How To Answer ‘Tell Me More About Yourself’ in a Job Interview

You might dread it, but when the “tell me more about yourself” question is asked during a job interview, it’s an opportunity to shine. The question comes up in most interviews, and you don’t want to answer it slack-jawed; it’s well worth the time to prepare for this moment.

Sometimes the interviewer will start the interview with this question. Otherwise the question will arrive later. It is used to gauge how applicants see themselves, to pull the kind of information that wouldn’t be received from a direct question and, perhaps above all, to see if the candidates are actually prepared.

If you do prepare, this shouldn’t be a difficult question for you. According to Marc Cenedella of TheLadders, who used to conduct hiring interviews, the worst response is to ask back, “What do you want to know?” This shows that you didn’t expect the question and might not be serious about the job.

Prepare an answer and practice it until it sounds good. Your answer should focus on making your personality and your skills look like a good match for the company. Here are some more suggestions for answering the “Tell me more about yourself” interview question.

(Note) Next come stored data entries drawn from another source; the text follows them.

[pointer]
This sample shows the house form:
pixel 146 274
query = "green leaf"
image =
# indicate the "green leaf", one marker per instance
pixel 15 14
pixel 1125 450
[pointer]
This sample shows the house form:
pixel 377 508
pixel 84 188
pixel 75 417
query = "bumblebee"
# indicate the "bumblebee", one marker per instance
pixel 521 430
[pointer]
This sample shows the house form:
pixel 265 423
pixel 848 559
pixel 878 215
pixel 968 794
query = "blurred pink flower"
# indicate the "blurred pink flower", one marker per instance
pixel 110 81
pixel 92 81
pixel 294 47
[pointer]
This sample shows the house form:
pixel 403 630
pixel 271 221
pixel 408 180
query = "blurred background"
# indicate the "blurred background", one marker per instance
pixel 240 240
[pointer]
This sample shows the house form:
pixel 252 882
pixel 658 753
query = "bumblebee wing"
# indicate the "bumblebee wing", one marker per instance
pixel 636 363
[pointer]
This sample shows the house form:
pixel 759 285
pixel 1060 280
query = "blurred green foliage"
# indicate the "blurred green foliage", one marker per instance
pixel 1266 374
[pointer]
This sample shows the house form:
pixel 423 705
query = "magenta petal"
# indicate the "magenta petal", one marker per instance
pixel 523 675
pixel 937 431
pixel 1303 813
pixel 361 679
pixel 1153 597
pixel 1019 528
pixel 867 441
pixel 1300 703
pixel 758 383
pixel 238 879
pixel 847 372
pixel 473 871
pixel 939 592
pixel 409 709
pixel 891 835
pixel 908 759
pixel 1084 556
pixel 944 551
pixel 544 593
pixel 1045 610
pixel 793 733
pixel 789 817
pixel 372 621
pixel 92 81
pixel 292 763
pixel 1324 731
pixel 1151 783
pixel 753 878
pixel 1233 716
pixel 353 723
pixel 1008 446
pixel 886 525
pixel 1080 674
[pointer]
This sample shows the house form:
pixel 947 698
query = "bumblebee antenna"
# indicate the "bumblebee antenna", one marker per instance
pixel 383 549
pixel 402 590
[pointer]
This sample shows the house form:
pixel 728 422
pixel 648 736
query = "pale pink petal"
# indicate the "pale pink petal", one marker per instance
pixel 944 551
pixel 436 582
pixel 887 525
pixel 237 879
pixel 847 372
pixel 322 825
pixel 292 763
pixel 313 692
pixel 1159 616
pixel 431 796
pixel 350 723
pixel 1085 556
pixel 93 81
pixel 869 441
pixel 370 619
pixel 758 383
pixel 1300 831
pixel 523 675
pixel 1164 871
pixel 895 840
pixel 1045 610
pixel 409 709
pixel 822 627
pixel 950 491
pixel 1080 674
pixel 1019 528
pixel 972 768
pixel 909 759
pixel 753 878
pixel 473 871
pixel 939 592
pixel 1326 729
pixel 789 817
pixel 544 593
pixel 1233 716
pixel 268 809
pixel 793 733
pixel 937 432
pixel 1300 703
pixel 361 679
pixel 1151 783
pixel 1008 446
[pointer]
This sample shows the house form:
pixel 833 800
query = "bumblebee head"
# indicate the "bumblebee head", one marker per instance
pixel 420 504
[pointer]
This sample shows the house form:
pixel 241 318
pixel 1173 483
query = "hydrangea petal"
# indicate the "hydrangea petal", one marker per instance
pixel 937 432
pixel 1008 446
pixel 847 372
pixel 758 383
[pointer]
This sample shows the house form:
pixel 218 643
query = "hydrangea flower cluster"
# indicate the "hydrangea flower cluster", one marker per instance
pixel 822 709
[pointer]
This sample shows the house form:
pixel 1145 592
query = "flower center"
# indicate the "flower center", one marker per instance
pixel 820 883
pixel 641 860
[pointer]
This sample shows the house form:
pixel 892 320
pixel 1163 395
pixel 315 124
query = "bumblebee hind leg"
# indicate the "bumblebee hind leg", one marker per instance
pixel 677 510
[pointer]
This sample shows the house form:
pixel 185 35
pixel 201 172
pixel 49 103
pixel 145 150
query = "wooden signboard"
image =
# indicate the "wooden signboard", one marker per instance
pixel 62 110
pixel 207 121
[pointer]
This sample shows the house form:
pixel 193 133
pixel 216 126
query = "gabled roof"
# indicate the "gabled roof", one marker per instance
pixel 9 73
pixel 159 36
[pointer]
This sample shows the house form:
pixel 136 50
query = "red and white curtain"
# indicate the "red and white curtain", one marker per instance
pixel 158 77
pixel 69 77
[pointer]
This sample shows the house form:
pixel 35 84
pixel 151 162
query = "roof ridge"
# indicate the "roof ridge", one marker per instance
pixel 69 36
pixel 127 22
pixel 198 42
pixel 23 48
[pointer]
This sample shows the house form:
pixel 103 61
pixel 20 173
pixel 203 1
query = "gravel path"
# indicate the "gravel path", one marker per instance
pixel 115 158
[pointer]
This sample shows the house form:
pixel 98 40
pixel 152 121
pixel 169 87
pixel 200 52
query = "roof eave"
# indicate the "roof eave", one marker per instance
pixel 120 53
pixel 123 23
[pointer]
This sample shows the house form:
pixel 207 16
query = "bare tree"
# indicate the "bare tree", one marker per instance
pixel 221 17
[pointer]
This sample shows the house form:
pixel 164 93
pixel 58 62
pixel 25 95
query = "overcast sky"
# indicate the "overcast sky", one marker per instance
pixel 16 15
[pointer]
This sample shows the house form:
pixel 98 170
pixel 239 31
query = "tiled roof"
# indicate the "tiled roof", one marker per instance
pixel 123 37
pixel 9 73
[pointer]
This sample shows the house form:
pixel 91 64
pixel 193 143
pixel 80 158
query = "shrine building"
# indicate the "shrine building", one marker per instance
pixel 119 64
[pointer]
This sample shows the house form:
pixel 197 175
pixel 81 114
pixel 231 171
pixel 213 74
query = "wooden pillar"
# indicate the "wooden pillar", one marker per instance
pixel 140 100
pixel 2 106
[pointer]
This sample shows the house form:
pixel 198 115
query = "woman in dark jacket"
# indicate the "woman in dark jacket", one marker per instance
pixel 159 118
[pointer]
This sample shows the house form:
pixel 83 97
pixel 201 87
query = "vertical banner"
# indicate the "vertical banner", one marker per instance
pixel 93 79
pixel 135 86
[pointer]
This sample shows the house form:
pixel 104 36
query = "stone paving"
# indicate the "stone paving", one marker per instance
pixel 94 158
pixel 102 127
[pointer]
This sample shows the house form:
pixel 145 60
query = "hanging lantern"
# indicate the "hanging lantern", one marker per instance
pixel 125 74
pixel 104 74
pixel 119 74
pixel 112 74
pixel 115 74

Avoid sharing mundane personal information

The interviewer doesn’t really care about where you were born or grew up. When you are asked to tell the interviewer about yourself, you’re not being asked about your demographics. He or she wants to learn more about your professional experience. How can you benefit the company? What makes you qualified and able to do the job? What makes you different?

Begin with credentials

These aspects of your life are simpler and easier to remember and can help get the ball rolling. Practically anything you say will sound better with your official accreditation right at the front.

Highlight your most memorable achievements

Take the time beforehand to study up on yourself, and pinpoint the times when you have shown leadership, confidence, a good work ethic, the ability to work under pressure and other relevant workplace scenarios.

Don’t ramble

Say what you planned to say, and don’t include the too-personal details you would tell your friends. It’s OK to take a moment to think; but don’t create a long, awkward silence. Don’t go on and on either. When you’re done, you’re done. About one minute is a good length of time for a response.

Explain why you are interested in the job

In all likelihood, many people can do the job for which you are applying. The interviewer wants to know how you are different from the other candidates, and a good way to approach this is to talk about why you personally are interested in this career. Find a way to make your interests fit the job position, if needs be, and never give the impression that you are just doing it for the money.

Tell a story

Stories help to explain your motivations and showcase your abilities in a real-life scenario. They also engage the interviewer personally and get them interested in what you are talking about. Even if you have no work experience that is directly relevant to the job, you can still tell a story about how you overcame a particularly challenging problem, led a group of people successfully or had a major positive impact on a company.

Avoid cliches

The interviewer knows all the buzzwords that applicants use to describe themselves better than the applicants do.Many words sound trite and rehearsed, as if the applicant has a list of them ready to go, and the interviewer has heard these phrases many times, which is why their eyes are glossing over. Don’t say things like, “I’m a team player,” “I have a strong work ethic” or “I follow instructions well and can work independently.” Instead, demonstrate these qualities by telling stories and providing personal examples.